【北京=川越一】日中財務対話のため中国を訪問している菅直人副総理・財務相は3日午前(日本時間同)、北京の中南海で中国の温家宝首相と会談し、中国側が日本人死刑囚4人への刑執行を通告したことについて「日本の基準からすると罰則が厳しいと思う人が多い」と懸念を伝えた。

 菅副総理によると、温首相は「持ち込もうとした覚醒(かくせい)剤は何千人もの命を危険にさらす重大な犯罪だ。(死刑は)中国の法律に基づくものだが、比較的抑制的な姿勢で臨んでいる」と述べ、日本側に理解を求めた。

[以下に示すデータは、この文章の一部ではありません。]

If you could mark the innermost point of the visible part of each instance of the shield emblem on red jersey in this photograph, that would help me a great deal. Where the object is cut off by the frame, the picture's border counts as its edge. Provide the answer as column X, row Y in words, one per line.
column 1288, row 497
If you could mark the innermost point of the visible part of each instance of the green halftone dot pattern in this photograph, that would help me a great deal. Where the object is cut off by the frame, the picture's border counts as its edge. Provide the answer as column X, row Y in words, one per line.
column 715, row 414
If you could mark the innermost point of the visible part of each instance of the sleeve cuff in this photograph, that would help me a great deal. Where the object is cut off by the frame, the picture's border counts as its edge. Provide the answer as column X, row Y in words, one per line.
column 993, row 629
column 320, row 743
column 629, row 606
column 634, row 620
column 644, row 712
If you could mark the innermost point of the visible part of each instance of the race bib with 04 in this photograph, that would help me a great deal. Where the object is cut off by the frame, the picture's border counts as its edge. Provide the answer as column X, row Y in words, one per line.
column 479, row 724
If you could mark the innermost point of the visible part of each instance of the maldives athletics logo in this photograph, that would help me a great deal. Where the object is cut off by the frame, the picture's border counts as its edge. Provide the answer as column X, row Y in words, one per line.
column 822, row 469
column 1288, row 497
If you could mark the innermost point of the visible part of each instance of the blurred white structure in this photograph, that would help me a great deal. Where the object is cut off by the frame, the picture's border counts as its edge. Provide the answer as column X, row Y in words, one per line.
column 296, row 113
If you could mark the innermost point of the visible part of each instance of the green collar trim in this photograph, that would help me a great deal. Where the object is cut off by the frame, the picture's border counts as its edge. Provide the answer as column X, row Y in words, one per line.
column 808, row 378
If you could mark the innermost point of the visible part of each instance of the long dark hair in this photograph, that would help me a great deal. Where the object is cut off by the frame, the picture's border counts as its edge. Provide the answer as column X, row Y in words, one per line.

 中国で、麻薬密輸罪で死刑判決が確定した日本人死刑囚は計4人。中国は赤野光信死刑囚の死刑を近く執行すると日本側に通告し、今月1日には「他の3人について8日に死刑執行する」と伝えてきた。赤野死刑囚は5日にも執行される可能性がある。

 また、菅副総理は、3月下旬に中国製ギョーザ中毒事件の容疑者が拘束されたことについて、「真相解明が日本国民の中国製食品に対する信頼回復につながる」と指摘。温首相は「(食品安全問題は)自分が直接取り組んできた。捜査の手を緩めたことはない」と強調。日中両国で合意した食の安全に関する閣僚級協議の枠組みづくりを進めたいとの意向を改めて示した。

 中国は対ドルで固定されている人民元相場の切り上げや変動幅拡大を検討しているが、切り上げを強く迫る米国の動きに反発しているとされる。この問題に関連し、菅副総理は「バブルは必ずどこかで崩壊する。その後遺症が日本経済の成長が進まない原因になっている」と述べ、不動産バブルに踊る中国経済のかじ取りに「賢明な判断」を求めた。

 日中財務対話は、日本と中国の財務当局が経済・財政面の課題について意見を交換するもので、2006年、08年に続き3回目。